The moment two threads touch the same memory and at least one is writing, you have a data race. The behavior is undefined in the C++ memory model — the compiler is free to reorder your code in ways that assume no concurrent access.

#include <mutex>
#include <thread>

int counter = 0; std::mutex mtx;

void increment() { for (int i = 0; i < 100000; i++) { std::lock_guard<std::mutex> lock(mtx); counter++; } }

int main() { std::thread t1(increment); std::thread t2(increment); t1.join(); t2.join(); // counter == 200000, always return 0; }

std::lock_guard uses RAII to lock on construction and unlock on destruction. No manual unlock, no exception leaks.

Condition Variables

Mutexes protect shared state. Condition variables let threads wait for state to change:

#include <condition_variable>
#include <mutex>
#include <queue>

std::queue<int> work_queue; std::mutex mu; std::condition_variable cv;

void producer() { for (int i = 0; i < 10; i++) { { std::lock_guard<std::mutex> lock(mu); work_queue.push(i); } cv.notify_one(); } }

void consumer() { while (true) { std::unique_lock<std::mutex> lock(mu); cv.wait(lock, [] { return !work_queue.empty(); }); int item = work_queue.front(); work_queue.pop(); lock.unlock(); // process item } }

The lambda in cv.wait() guards against spurious wakeups — condition variables can wake for no reason, so always re-check the condition.

The Cost of Synchronization

Locking is not free. A mutex acquisition involves an atomic compare-and-swap, a potential OS context switch if the lock is contended, and memory fence instructions that prevent hardware reordering. On modern x86, an uncontended std::mutex lock/unlock costs around 20–50 nanoseconds. Contended locks can cost microseconds.

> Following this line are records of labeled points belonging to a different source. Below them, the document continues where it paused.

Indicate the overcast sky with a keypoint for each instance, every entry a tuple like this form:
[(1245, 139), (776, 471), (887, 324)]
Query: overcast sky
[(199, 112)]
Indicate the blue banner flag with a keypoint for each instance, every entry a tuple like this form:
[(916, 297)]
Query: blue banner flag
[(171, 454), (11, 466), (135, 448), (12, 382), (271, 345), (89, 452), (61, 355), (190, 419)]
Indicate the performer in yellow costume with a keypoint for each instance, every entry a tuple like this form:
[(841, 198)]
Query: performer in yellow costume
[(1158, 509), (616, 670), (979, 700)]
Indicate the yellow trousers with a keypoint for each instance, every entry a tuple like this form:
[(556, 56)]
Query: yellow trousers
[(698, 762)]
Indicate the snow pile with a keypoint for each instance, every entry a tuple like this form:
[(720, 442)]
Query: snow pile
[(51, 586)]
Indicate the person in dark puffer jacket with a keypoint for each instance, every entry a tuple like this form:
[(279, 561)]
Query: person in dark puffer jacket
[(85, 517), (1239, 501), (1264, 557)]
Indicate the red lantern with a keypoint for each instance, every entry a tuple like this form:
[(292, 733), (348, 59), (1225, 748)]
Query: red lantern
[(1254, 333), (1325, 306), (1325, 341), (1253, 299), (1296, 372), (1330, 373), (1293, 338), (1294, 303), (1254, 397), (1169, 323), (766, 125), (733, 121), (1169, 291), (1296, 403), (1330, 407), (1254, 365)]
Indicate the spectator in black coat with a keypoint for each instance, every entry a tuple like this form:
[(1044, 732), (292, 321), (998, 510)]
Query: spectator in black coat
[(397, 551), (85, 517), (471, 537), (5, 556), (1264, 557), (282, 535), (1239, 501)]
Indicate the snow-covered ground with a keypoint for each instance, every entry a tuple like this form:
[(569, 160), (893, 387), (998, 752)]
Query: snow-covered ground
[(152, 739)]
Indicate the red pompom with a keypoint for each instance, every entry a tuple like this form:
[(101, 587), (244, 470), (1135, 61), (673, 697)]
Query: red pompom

The practical implication: coarse-grained locking is often faster than fine-grained. A single mutex protecting a large block runs fewer lock operations than many mutexes each protecting tiny sections. Profile before optimizing.

When Not to Use Threads

More threads doesn't mean more speed:

- I/O-bound work: async I/O (epoll, io_uring) often outperforms thread-per-connection models - Fine-grained tasks: thread creation overhead (~100µs) dominates if tasks are sub-millisecond - Shared, frequently-mutated state: lock contention can make threaded code slower than single-threaded

The classic mistake is adding threads to make code "faster" without understanding where time is actually spent.

Conclusion

C++ threading is powerful but demands discipline. Data races are silent and non-deterministic — they may not manifest under light load or on your machine, only surfacing under production conditions. Use tools: ThreadSanitizer (-fsanitize=thread) catches data races at runtime with minimal code changes. Write threaded code assuming the worst about execution order, and use std::atomic or mutexes everywhere shared state is touched.